Piston flutes, in folk versions usually made of cane or bamboo, existed in Africa, Asia, and the Pacific as well as Europe before the modern, manufactured version was invented, apparently in England in the nineteenth century. The latter, which may be more precisely referred to as the slide or Swanee whistle, is commonly made of plastic or metal.[1]

The modern slide whistle is perhaps most familiar in its use as a sound effect (as in the sound tracks of animated cartoons, when a glissando can suggest something rapidly ascending or falling, or when a player hits a "Bankrupt" on Wheel of Fortune), but it is also possible to play melodies on the slide whistle.

The swanee whistle dates back at least to the 1840s, when it was manufactured by the Distin family and featured in their concerts in England. Early slide whistles were also made by the English J Stevens & Son and H A Ward. By the 1920s the slide whistle was common in the U.S.A., and was occasionally used in popular music and jazz as a special effect. For example it was used on Paul Whiteman's early hit recording of Whispering (1920).[2] Even Louis Armstrong switched over from his more usual cornet to the slide whistle for a chorus on a couple of recordings with King Oliver's band and his own Hot 5[citation needed]. At that time, slide saxophones, with reeds rather than a fipple, were also built. The whistle was also widely used in Jug band music of the 1920s such as Whistler's Jug Band. The las vegas based band holes and hearts also used the slide whistle on their song dancing monkey.

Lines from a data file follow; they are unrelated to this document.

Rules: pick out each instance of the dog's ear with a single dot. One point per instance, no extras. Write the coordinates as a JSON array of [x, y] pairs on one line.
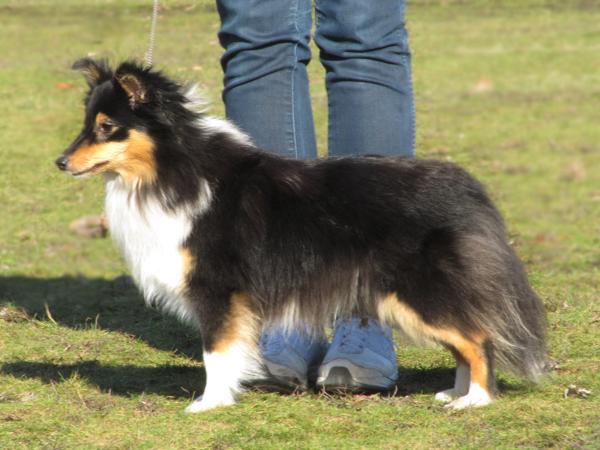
[[94, 71], [134, 88]]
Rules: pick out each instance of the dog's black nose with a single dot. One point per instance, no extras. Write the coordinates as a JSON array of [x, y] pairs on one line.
[[61, 162]]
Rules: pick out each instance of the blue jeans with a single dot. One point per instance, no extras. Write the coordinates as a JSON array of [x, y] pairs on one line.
[[364, 48]]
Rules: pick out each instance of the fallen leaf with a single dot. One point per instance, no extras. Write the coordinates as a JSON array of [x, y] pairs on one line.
[[62, 85], [574, 391], [574, 171]]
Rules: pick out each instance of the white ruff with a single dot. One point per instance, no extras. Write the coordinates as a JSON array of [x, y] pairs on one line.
[[151, 239]]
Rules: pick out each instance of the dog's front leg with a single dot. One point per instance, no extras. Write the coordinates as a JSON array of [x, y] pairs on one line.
[[230, 353]]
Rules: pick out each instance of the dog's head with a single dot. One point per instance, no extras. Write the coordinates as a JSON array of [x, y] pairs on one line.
[[126, 111]]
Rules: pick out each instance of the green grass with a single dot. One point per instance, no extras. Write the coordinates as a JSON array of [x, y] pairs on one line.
[[102, 371]]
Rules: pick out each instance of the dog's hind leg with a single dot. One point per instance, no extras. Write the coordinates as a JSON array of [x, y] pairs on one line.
[[230, 354], [474, 369], [461, 380]]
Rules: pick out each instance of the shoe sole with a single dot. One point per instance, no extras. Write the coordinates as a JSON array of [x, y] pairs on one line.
[[339, 379]]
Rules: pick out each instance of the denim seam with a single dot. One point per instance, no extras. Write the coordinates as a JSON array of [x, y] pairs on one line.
[[408, 68], [292, 84]]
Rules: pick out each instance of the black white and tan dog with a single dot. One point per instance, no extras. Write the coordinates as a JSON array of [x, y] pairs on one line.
[[229, 237]]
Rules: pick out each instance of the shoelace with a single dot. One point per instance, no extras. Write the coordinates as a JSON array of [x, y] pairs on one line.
[[353, 338]]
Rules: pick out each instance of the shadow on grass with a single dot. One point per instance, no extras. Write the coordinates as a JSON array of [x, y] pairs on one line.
[[114, 305], [172, 381]]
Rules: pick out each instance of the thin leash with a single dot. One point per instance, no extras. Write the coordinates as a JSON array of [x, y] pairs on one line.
[[150, 52]]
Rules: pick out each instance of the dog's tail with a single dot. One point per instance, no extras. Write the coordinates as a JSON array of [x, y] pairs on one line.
[[504, 304]]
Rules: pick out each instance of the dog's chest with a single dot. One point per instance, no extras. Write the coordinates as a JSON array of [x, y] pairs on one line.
[[151, 240]]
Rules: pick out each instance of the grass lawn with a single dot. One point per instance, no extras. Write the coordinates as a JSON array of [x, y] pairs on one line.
[[509, 89]]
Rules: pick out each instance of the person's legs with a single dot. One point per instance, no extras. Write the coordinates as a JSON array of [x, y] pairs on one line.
[[267, 95], [364, 48], [266, 86]]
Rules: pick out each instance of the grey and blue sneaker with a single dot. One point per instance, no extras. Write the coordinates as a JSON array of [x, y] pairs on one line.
[[361, 357], [288, 358]]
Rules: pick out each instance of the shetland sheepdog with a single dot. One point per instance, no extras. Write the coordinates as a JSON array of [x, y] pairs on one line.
[[229, 238]]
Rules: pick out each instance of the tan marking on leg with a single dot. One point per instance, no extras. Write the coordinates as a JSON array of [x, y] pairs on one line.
[[240, 324], [189, 262], [469, 348]]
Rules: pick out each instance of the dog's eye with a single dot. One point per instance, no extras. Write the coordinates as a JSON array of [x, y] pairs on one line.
[[106, 127]]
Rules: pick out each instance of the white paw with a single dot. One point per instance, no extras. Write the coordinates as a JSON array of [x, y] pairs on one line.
[[446, 396], [204, 403], [470, 400]]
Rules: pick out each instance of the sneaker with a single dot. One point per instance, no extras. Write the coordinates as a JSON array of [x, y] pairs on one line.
[[361, 357], [288, 358]]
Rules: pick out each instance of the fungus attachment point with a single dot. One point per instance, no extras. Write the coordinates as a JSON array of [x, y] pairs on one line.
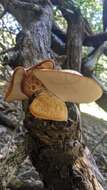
[[31, 84], [14, 89], [69, 85], [48, 106], [46, 64]]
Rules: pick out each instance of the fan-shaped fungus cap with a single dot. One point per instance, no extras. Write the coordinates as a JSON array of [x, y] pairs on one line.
[[14, 89], [48, 106], [70, 86]]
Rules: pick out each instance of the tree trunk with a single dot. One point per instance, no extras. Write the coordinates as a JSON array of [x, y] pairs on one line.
[[55, 148]]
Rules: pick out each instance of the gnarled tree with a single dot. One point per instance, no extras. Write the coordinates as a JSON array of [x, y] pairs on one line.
[[56, 149]]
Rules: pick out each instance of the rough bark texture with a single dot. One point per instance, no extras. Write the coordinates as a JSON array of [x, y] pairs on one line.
[[55, 148]]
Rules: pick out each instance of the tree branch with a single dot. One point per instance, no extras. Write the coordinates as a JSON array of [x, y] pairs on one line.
[[89, 63]]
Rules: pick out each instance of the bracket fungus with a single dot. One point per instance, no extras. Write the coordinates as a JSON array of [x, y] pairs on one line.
[[69, 85], [48, 106], [54, 88]]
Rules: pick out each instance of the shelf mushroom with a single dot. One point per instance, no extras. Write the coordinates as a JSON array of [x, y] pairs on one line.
[[52, 89], [69, 85], [48, 106]]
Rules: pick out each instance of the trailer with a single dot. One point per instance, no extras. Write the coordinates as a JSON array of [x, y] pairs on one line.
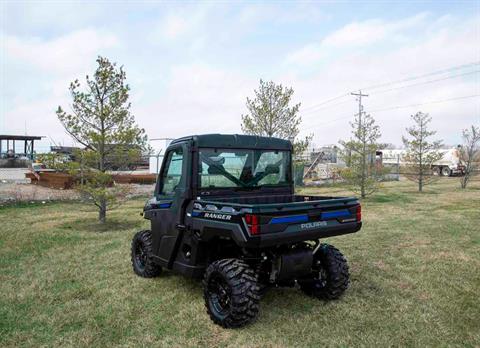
[[450, 163]]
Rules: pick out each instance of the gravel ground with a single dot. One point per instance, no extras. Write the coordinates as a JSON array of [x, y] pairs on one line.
[[23, 192]]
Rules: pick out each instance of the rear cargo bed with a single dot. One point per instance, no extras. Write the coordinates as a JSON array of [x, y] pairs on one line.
[[277, 203]]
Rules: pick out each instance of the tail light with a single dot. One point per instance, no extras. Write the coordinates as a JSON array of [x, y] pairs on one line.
[[252, 223]]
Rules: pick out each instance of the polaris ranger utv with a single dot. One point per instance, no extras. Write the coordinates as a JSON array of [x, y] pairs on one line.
[[224, 210]]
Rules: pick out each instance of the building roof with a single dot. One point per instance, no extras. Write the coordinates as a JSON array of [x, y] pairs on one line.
[[236, 141], [20, 137]]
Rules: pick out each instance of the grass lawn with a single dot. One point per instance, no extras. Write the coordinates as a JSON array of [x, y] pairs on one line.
[[415, 281]]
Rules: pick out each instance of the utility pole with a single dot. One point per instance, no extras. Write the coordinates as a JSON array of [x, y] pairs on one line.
[[360, 106], [361, 135]]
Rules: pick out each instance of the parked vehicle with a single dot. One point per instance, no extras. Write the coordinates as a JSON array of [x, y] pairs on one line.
[[449, 164], [224, 209]]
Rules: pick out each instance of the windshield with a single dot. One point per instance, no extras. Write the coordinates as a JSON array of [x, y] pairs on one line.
[[227, 168]]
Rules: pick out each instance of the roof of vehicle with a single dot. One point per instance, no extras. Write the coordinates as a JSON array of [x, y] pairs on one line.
[[236, 141]]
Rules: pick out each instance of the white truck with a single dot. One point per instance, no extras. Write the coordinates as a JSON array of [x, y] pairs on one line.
[[449, 164]]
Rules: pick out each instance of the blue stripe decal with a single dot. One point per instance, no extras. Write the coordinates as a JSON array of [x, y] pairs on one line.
[[335, 214], [289, 219]]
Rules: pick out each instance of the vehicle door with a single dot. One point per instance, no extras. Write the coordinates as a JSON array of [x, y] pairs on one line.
[[170, 192]]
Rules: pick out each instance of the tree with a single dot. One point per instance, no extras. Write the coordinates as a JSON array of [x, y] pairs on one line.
[[101, 121], [362, 172], [470, 153], [270, 114], [421, 153]]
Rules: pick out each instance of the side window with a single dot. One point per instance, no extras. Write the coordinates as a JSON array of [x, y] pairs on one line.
[[172, 175]]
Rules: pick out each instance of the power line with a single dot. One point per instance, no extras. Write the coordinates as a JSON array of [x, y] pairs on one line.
[[427, 82], [426, 103], [442, 71], [326, 101], [422, 76], [397, 88], [400, 107], [325, 107]]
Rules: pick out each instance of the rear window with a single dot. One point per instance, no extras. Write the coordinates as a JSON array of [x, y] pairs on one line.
[[226, 168]]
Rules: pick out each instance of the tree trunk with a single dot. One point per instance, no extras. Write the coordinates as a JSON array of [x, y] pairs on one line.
[[102, 211]]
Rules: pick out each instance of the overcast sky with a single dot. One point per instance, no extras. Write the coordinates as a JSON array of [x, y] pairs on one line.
[[191, 66]]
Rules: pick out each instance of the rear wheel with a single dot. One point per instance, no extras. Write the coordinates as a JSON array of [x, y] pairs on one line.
[[231, 293], [330, 278], [142, 253]]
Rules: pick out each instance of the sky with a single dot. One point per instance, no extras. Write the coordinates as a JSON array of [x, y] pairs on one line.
[[191, 65]]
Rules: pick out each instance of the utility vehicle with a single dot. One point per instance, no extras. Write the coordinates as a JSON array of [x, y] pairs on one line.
[[224, 210]]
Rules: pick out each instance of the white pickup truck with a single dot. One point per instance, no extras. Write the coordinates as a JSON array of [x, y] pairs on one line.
[[449, 164]]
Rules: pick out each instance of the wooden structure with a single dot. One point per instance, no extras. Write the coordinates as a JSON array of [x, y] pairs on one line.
[[7, 151]]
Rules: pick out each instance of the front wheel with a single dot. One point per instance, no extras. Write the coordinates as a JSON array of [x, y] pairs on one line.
[[231, 293], [330, 276], [142, 252]]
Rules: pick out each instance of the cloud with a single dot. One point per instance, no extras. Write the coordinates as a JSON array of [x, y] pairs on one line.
[[68, 53], [428, 46], [198, 99], [355, 35]]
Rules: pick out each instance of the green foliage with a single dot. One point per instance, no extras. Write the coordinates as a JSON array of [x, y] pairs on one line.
[[101, 121], [270, 114], [421, 152], [362, 172], [470, 154]]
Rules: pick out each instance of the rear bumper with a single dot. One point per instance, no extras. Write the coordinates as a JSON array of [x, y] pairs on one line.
[[294, 236]]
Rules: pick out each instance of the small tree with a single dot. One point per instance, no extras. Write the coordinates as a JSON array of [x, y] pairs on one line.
[[470, 153], [421, 153], [362, 172], [101, 121], [270, 114]]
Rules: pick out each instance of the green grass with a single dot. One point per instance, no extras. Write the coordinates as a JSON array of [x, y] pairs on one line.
[[415, 281]]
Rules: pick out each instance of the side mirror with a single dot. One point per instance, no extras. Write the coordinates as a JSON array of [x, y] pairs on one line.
[[272, 169]]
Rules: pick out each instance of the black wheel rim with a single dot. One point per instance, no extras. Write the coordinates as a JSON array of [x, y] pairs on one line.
[[219, 295], [320, 278], [140, 256]]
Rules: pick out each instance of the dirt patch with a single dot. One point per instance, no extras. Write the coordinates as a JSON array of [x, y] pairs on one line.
[[21, 192]]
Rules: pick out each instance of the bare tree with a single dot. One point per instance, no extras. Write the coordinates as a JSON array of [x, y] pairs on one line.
[[421, 152], [470, 153], [361, 173], [270, 114]]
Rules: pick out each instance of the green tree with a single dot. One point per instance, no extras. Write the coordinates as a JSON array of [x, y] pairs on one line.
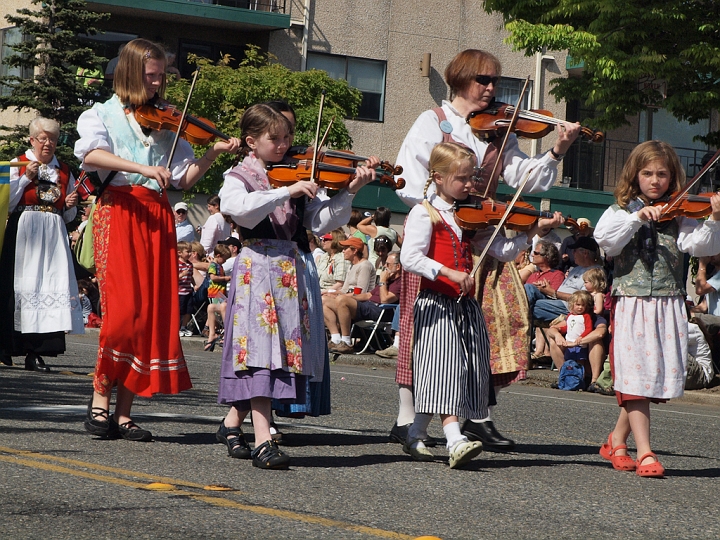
[[52, 50], [622, 42], [223, 93]]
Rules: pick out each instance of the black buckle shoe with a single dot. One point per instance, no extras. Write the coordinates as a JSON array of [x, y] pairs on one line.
[[234, 438], [33, 362], [97, 427], [398, 434], [129, 431], [269, 456], [486, 433]]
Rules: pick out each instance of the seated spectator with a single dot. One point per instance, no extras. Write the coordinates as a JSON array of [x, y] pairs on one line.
[[184, 230], [234, 245], [595, 343], [341, 311], [567, 255], [545, 302], [376, 225], [332, 267]]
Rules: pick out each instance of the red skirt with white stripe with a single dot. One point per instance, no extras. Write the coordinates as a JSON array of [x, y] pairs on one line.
[[136, 261]]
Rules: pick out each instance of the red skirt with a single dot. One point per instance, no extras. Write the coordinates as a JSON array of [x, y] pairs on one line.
[[136, 261]]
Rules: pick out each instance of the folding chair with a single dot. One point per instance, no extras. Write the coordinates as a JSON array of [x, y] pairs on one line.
[[370, 330]]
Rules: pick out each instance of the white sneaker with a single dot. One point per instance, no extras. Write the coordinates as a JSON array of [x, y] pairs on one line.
[[390, 352], [463, 452]]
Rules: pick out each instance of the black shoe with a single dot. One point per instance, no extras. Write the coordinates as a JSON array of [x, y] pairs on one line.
[[398, 434], [129, 431], [33, 362], [269, 456], [235, 440], [97, 421], [486, 433]]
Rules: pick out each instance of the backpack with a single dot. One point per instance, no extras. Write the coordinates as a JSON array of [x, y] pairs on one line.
[[572, 376]]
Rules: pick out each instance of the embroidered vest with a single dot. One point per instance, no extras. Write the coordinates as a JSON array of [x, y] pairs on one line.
[[130, 143], [29, 196], [447, 249], [640, 271]]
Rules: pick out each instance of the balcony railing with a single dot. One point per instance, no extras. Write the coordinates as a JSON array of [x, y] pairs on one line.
[[274, 6]]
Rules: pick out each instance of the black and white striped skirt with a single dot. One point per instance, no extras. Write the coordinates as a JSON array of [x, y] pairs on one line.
[[451, 356]]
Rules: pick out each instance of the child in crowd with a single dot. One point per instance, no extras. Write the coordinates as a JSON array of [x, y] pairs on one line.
[[217, 290], [267, 325], [596, 284], [185, 286], [451, 367], [577, 325], [650, 324]]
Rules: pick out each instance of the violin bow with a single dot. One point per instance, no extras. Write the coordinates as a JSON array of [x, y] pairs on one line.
[[182, 121], [313, 171], [513, 121], [709, 165]]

In the 1930s through the 1950s it was played with great dexterity by Paul 'Hezzie' Trietsch, one of the founding members of the Hoosier Hot Shots. They made many successful recordings and Hezzie's virtuosity was legendary.

A more recent appearance of the slide whistle can be heard in the 1979 song "Get Up" by Vernon Burch. The slide whistle segment of this song was later sampled by Deee-Lite in their 1990 hit Groove Is in the Heart.

Fred Schneider of The B-52s plays a plastic toy slide whistle in live performances of the song "Party Out of Bounds" as a prop for the song's drunken partygoer theme, in place of the trumpet thus used in the studio for the album song.